Tanrı insan değil ki, Yalan söylesin; İnsan soyundan değil ki, Düşüncesini değiştirsin. O söyler de yapmaz mı? Söz verir de yerine getirmez mi?
20 Behold, I have received [commandment] to bless: I will bless, and not turn back.
Kutsamak için bana buyruk verildi; O kutsadı, ben değiştiremem.
21 There shall not be trouble in Jacob, neither shall sorrow be seen in Israel: the Lord his God [is] with him, the glories of rulers [are] in him.
Yakup soyunda suç bulunmadı, Ne de İsrail'de kötülük. Tanrıları RAB aralarındadır, Aralarındaki kral olarak Adına sevinç çığlıkları atıyorlar.
22 It was God who brought him out of Egypt; he has as it were the glory of a unicorn.
Tanrı onları Mısır'dan çıkardı, O'nun yaban öküzü gibi gücü var.
23 For there is no divination in Jacob, nor enchantment in Israel; in season it shall be told to Jacob and Israel what God shall perform.
Yakup soyuna yapılan büyü tutmaz; İsrail'e karşı falcılık etkili olmaz. Şimdi Yakup ve İsrail için, ‘Tanrı neler yaptı!’ denecek.

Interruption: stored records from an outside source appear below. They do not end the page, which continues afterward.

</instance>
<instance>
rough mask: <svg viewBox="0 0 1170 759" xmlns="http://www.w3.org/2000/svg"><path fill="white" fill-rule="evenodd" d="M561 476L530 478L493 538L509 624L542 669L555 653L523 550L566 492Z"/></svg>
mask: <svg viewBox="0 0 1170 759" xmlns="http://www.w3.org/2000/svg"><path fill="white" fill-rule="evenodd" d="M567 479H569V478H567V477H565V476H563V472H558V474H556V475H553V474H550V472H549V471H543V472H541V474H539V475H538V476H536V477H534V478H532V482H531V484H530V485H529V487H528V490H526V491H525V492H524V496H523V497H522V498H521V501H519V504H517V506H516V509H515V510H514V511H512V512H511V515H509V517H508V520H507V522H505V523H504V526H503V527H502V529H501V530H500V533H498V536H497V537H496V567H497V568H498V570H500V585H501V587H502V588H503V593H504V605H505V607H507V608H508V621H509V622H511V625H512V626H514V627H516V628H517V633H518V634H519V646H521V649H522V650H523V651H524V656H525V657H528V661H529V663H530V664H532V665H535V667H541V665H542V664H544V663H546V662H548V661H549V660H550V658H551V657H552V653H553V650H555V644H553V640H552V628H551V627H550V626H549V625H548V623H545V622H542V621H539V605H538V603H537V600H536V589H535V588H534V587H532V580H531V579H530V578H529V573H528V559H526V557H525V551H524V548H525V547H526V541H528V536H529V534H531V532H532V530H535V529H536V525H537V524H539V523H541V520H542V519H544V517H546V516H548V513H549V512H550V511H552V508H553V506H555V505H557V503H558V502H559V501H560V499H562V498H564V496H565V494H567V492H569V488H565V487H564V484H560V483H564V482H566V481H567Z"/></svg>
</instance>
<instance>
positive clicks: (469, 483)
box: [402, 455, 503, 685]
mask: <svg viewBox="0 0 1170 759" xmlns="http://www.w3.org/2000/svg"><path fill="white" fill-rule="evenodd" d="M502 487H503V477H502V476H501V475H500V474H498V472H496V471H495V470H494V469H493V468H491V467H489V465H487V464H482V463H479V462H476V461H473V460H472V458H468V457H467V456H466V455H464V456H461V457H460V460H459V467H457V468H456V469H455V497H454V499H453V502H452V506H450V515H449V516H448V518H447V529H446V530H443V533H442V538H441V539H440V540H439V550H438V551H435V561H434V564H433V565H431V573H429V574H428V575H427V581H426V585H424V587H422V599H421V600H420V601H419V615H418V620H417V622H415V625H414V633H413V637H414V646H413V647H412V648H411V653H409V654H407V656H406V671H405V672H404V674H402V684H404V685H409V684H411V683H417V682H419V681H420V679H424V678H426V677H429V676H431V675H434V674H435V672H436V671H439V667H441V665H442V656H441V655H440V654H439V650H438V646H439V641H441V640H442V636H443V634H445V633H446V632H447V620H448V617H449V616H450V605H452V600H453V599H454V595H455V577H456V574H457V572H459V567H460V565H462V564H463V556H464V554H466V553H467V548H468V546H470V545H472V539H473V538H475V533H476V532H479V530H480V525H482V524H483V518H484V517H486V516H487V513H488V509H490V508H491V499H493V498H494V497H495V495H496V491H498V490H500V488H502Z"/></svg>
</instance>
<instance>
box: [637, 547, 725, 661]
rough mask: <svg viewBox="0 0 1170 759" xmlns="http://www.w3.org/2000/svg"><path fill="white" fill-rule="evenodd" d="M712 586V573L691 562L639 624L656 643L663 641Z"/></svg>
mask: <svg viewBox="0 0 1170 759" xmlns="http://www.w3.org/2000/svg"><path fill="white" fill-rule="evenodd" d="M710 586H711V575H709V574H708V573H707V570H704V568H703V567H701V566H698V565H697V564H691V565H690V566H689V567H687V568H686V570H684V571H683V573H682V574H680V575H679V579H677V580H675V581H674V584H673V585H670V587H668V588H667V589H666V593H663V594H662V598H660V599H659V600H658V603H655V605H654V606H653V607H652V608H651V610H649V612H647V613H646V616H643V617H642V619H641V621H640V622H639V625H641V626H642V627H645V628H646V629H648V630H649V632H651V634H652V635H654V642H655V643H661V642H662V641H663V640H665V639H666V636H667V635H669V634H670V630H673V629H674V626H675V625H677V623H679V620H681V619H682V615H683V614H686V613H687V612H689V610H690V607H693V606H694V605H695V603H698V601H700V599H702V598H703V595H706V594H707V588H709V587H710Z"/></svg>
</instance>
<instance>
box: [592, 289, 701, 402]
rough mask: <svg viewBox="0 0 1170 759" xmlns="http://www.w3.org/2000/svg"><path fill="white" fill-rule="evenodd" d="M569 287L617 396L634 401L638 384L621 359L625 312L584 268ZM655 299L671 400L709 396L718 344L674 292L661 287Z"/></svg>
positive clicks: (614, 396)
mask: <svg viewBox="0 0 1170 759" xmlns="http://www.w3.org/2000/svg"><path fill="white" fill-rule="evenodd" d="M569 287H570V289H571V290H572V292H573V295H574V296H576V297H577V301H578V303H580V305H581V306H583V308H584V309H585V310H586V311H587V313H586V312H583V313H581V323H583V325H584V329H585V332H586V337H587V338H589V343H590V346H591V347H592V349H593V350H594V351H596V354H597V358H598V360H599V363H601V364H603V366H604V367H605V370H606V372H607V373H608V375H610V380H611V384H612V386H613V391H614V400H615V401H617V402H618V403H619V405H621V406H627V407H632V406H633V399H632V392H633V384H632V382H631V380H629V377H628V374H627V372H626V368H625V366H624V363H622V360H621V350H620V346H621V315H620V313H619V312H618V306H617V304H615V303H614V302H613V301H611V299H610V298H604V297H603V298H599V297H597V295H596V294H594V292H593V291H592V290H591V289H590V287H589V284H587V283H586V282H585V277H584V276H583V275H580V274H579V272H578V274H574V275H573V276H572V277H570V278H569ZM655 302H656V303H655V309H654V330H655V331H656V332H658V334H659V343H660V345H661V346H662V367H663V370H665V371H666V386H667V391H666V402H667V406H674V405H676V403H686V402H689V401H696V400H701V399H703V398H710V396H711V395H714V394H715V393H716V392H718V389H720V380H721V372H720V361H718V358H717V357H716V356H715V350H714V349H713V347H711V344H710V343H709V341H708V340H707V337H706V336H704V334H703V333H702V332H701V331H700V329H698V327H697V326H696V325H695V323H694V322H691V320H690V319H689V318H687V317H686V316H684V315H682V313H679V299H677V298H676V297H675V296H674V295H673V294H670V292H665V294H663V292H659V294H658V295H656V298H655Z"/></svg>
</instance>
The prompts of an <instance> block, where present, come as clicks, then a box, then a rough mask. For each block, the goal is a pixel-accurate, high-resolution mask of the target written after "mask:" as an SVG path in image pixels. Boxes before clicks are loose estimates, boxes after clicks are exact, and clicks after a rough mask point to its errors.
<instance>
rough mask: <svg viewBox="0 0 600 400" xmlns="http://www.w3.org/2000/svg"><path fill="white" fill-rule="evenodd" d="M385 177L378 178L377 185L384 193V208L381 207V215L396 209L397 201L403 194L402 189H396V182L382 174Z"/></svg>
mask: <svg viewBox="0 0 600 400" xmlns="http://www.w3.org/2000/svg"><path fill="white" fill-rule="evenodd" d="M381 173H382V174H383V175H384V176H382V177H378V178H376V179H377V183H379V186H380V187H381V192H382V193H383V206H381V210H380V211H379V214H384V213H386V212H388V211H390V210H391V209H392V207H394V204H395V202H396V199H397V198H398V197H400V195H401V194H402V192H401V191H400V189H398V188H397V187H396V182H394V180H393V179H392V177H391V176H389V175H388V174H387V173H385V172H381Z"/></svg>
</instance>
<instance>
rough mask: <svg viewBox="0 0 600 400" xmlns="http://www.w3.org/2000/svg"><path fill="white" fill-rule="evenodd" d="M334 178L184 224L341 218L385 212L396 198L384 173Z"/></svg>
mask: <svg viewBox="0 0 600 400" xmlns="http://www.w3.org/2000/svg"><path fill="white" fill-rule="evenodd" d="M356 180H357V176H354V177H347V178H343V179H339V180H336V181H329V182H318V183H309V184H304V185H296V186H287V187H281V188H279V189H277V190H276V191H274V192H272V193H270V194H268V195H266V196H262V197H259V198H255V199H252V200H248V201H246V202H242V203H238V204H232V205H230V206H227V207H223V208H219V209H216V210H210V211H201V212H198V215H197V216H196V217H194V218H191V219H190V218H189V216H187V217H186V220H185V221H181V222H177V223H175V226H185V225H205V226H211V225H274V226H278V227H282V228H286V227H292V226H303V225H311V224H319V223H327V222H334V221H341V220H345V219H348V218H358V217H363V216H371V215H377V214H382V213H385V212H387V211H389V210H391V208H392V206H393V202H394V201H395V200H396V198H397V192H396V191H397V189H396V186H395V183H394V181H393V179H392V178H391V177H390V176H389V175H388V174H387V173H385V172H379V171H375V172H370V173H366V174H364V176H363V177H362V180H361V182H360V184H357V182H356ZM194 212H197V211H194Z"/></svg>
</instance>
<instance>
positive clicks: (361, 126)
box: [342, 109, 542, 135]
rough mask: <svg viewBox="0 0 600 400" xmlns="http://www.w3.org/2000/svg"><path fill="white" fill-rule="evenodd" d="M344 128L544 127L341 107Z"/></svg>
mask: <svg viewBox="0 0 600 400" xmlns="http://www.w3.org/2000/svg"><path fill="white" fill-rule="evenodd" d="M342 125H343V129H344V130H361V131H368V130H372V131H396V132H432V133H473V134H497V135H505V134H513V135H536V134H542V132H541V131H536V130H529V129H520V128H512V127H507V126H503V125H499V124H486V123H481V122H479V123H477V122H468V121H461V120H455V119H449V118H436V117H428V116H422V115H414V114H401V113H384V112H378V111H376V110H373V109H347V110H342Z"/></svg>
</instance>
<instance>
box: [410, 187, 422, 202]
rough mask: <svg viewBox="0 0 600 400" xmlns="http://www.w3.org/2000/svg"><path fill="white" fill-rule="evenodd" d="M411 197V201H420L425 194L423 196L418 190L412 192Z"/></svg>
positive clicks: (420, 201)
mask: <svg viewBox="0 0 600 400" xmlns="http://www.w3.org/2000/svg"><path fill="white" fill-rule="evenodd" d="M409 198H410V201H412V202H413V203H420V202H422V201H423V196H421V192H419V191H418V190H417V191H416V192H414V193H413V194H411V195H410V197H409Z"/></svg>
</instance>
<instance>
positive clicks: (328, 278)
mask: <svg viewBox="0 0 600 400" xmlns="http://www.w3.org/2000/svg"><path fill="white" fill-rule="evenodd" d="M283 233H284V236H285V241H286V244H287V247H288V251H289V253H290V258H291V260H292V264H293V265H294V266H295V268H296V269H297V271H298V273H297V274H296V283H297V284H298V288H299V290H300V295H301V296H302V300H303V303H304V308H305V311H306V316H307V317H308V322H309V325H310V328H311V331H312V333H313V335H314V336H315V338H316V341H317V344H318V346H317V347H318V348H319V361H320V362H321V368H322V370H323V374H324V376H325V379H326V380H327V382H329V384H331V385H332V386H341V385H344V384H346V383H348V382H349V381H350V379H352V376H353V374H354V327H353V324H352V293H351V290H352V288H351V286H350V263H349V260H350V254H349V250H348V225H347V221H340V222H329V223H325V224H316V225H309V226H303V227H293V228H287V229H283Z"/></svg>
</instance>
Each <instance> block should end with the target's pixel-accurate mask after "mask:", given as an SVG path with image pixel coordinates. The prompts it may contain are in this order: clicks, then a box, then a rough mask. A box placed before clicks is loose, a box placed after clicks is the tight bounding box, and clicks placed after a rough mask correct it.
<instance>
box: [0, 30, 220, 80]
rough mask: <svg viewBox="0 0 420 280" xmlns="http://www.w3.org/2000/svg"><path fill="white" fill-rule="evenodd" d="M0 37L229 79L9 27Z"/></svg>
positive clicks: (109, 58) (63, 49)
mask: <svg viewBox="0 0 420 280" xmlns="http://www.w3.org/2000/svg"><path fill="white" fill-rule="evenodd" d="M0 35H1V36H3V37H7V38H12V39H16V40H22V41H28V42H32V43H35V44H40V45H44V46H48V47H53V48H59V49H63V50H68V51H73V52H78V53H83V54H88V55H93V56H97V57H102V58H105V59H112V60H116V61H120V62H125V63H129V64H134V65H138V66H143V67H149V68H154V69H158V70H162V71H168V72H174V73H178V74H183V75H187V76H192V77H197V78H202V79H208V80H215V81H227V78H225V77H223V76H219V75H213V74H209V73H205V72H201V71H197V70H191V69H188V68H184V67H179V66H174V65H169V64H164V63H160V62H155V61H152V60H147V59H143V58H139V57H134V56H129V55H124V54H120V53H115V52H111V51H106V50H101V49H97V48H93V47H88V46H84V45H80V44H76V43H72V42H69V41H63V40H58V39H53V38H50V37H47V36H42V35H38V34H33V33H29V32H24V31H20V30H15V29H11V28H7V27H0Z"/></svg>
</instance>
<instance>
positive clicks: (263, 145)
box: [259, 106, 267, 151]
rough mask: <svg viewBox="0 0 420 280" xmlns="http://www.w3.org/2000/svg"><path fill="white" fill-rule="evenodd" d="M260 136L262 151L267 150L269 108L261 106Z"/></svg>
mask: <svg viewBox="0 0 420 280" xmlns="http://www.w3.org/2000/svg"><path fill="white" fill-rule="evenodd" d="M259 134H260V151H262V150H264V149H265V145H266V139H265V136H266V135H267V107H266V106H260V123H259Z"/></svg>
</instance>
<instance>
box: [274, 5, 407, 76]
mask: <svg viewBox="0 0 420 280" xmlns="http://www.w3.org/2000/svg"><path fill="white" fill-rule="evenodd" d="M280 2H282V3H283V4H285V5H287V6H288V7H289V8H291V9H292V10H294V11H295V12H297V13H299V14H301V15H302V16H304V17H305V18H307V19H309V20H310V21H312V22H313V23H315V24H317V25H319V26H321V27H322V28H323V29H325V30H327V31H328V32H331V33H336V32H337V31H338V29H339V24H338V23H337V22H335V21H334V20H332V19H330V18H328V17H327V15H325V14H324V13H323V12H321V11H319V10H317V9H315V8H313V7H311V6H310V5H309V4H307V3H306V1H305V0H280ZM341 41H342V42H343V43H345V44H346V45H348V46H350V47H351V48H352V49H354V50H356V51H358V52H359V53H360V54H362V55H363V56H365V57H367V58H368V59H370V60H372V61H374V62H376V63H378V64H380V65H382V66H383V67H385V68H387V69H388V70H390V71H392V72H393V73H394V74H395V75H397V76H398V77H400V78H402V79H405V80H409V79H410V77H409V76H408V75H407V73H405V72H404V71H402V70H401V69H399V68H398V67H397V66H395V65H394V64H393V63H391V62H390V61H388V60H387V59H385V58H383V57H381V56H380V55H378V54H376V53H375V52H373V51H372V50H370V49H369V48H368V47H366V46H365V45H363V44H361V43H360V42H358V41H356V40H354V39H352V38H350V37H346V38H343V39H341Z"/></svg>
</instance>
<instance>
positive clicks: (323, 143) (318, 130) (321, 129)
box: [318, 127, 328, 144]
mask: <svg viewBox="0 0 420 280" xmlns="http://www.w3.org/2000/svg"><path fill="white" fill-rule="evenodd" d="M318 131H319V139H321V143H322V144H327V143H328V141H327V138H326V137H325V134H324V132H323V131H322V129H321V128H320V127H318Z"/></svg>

24 Behold, the people shall rise up as a lion's whelp, and shall exalt himself as a lion; he shall not lie down till he have eaten the prey, and he shall drink the blood of the slain.
İşte halk bir dişi aslan gibi uyanıyor. Avını yiyip bitirmedikçe, Öldürülenlerin kanını içmedikçe rahat etmeyen aslan gibi kalkıyor.”
25 And Balac said to Balaam, Neither curse the people at all for me, nor bless them at all.
Bunun üzerine Balak, “Onlara ne lanet oku, ne de onları kutsa!” dedi.
26 And Balaam answered and said to Balac, Spoke I not to you, saying, Whatsoever thing God shall speak to me, that will I do?
Balam, “RAB ne derse onu yapmalıyım dememiş miydim sana?” diye yanıtladı.
27 And Balac said to Balaam, Come [and] I will remove you to another place, if it shall please God, and curse me them from thence.
Sonra Balak Balam'a, “Ne olur, gel, seni başka bir yere götüreyim” dedi, “Olur ki, Tanrı oradan benim için onlara lanet okumana izin verir.”
28 And Balac took Balaam to the top of Phogor, which extends to the wilderness.
Böylece Balam'ı çöle bakan Peor Dağı'nın tepesine götürdü.
29 And Balaam said to Balac, build me here seven altars, and prepare me here seven calves, and seven rams.
Balam, “Burada benim için yedi sunak kurup yedi boğayla yedi koç hazırla” dedi.
30 And Balac did as Balaam told him, and offered a calf and a ram on [every] altar.
Balak onun dediğini yaptı, her sunağın üstünde birer boğayla koç sundu.